There was no problem with speaking to Dan civilly – they’d been polite, cooperative, friendly, when they were only teacher and student. She would be grown up, solve the problem of the invitational performance, and get herself a civilised goodbye.

Dan had only just closed the door against the wind when Katie knocked again. He flung it open. “No, you can’t have the keys.”

Not Katie. Dan had no breath, no way to stay semi-upright in the van without holding on to something. In the front seat Jeff went wild, whining and prancing and wiggling furiously.

Alex was luminously pale, tendrils of dark hair teased by the wind whipping around her face and her “Hi,” was almost drowned out by the roar of surprise in his ears.

His “Hi,” came out guttural and forced and he had no other words to follow it. He stood in the van, bent forward against the low ceiling, trying to take in the fact she was here. Not quite smiling, not happy to be here, but here and close enough to touch.

Alex clearly didn’t want to get in the Kombi, but the wind was cutting, so she needed to get in or he had to come out. His feet were stuck to the van’s floor.

“Dan, are you alright?”

“Come in.” He said it on a cough, moving back to make room, holding Jeff by the collar to stop him from leaping all over her.

It wasn’t lost on Dan that the smile Alex gave Jeff, the way she stroked his head and scratched behind his ear, had the warmth she once used to give him. It had to be a bad thing, reduced to being envious of a mutt.

Alex perched on the edge of the bench seat, and Dan settled opposite her, the tiny fold-up table between them. He’d obviously been expecting the girlfriend back and she’d struck him dumb showing up here. He was staring at her and she saw great dark hollows carved under his eyes that she hadn’t noticed at the club.

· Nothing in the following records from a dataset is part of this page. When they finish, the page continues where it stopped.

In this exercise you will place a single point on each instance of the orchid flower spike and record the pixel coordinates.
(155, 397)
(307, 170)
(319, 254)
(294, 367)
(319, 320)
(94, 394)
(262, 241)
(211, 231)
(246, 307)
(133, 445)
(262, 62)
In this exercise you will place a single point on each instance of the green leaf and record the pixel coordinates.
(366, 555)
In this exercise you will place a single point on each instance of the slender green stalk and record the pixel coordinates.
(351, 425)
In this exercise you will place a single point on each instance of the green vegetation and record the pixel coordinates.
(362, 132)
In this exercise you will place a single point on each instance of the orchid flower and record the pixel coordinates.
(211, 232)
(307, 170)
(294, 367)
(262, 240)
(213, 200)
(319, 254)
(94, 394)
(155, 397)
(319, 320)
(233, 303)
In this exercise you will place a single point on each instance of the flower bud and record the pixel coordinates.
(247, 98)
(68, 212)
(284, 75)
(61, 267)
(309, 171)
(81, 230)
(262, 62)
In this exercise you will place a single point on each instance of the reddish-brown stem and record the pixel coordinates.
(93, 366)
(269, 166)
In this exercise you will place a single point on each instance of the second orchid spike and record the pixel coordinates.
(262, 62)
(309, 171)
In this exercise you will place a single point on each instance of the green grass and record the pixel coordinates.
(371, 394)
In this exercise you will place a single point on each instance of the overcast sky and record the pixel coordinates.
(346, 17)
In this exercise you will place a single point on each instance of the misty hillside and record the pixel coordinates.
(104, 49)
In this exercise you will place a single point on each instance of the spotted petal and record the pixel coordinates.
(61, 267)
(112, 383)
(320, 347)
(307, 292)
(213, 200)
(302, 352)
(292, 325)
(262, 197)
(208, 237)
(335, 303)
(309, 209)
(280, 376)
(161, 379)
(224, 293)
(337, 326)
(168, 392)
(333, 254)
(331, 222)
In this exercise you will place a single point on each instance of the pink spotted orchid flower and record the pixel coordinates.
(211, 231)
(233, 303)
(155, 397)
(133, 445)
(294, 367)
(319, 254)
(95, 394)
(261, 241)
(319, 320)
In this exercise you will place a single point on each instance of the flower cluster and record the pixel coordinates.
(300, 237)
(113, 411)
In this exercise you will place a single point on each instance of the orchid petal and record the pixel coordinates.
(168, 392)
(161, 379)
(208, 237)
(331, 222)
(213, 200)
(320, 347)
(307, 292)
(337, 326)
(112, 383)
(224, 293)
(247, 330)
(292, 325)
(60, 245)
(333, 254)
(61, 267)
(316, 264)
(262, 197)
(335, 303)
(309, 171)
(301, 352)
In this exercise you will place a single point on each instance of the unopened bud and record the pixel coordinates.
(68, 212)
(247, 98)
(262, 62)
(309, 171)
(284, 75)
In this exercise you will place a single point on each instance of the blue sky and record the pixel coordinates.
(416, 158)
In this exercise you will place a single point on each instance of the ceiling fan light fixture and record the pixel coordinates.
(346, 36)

Now that she was here, her courage started to falter. She needed to get straight down to business and get out again before she forgot her aversion, forgot her determination to be adult and civil.

“I won’t stay. I came to let you know that we made the final round of the competition and they’ve added an invitational event as part of the evening’s entertainment. We’ve been invited to perform as an audience favourite.”

He was staring at her. He hadn’t heard a word she’d said. “Dan, you don’t seem...”

“I’m just really surprised to see you. Tell me again what happened.” This time he appeared to listen, but he still wasn’t getting it.